The majority of nursing and medical personnel interviewed stated they would give the patient a complete bath.

The majority of the personnel interviewed stated that feeding the patient would depend upon his condition.

The majority of the nursing and medical personnel interviewed stated they would allow the patient to turn himself.

The majority of the personnel stated they would allow the patient to reach for articles on the bedside table.
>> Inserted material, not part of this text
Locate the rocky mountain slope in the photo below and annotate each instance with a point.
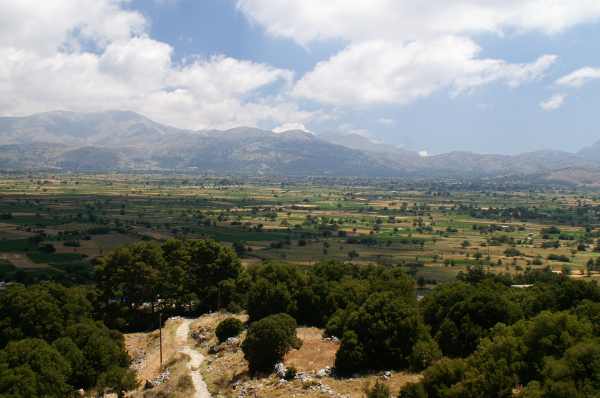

Each physician had a different interpretation for the term complete bed rest. Since this is so, the interpretation that the individual nurse makes may or may not conform to what the physician intended. Nurses and physicians must communicate with each other in order that the approach to care be consistent.

According to Brown:

Messages transmitted in writing are viewed by students of communication as the least effective means of producing understanding. Only when the sender of the message has direct contact with the receiver can he hope to know what the latter hears and understands. Face-to-face interaction is regarded, therefore, as far superior to written communication. . . .4

It is vital that nurses initiate communication with physicians regarding the problems and needs of patients. The professional nurse further has the responsibility to communicate and interpret information to nonprofessional personnel.
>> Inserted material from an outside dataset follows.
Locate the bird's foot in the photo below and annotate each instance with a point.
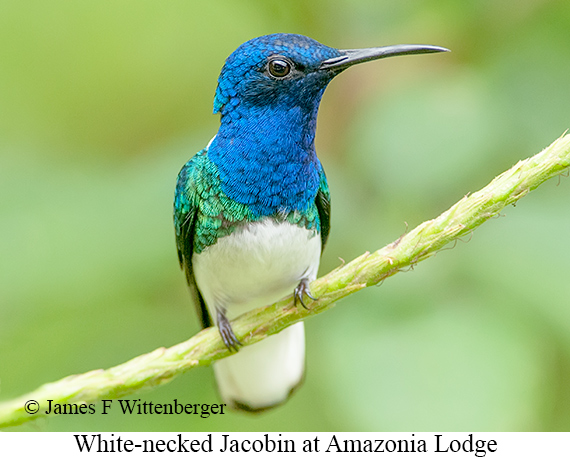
(226, 332)
(302, 289)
A majority of the registered nurses interviewed based their interpretations on their own judgment, and this would be dependent upon the patient's condition. It is to be expected that the RN will have acquired the knowledge, understanding, appreciations, and skills that will enable her to make judgments relating to nursing care. This study did not include the extent to which the registered nurse based her judgment on scientific principles.
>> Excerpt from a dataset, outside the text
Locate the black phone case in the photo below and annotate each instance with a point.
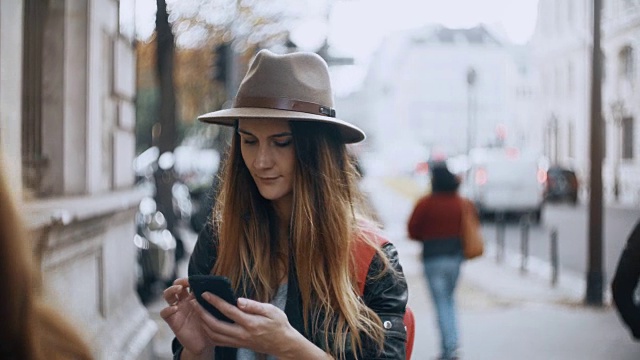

A majority of the aides also based their interpretations on their own judgment. According to the response in relation to criteria used in making these judgments, the aides interpreted the condition of the patient on the basis of his strength to manage a particular activity rather than on the acuity of the illness. The limited knowledge of the aide renders her unqualified to make such judgments. It is interesting to note that only two of the five aides would ask the head nurse if the patient should be given a complete bath, and in no other areas of activity would they seek her interpretation and guidance. It would seem that the aide is assuming responsibilities for which she is unprepared and the nurse, perhaps, is not assuming her responsibilities in makjng judgments and in interpreting nursing care for nonprofessional personnel. The total problem of interpretation should be left to either the physician and/or the professional nurse, not to the nonprofessional personnel.

H. Recommendations

It must be remembered that this study dealt with a minimum number of interviews. However, the data point up that a considerable proportion of nursing and medical personnel at one general hospital have various interpretations of the physician's order "complete bed rest." A follow-up pilot study might be done in which a check list of activities is designed and shown on all patient charts to determine the usefulness of the list in defining clearly the various limitations of activity that might be indicated. Such a list might include the various aspects involved in this study as well as bathroom privileges in general, bathroom privileges for bowel movements only, and brushing teeth. The physician would then check all activities permitted the patient. In our opinion it would seem that a check list is less desirable than actual nurse-doctor interaction on problems that affect patient care. Perhaps greater effort ought to be directed toward achieving this end.

Further study is indicated to determine the extent to which the professional nurse bases her judgment for care on scientific principles.

Personnel have indicated that they would consider the condition of the patient in determining nursing care. It would be interesting to learn how frequently personnel take time to evaluate the patient's condition in an effort to determine care.

Further study might also be done to determine specific problems existing in other areas where communication between physicians and nurses is not adequate.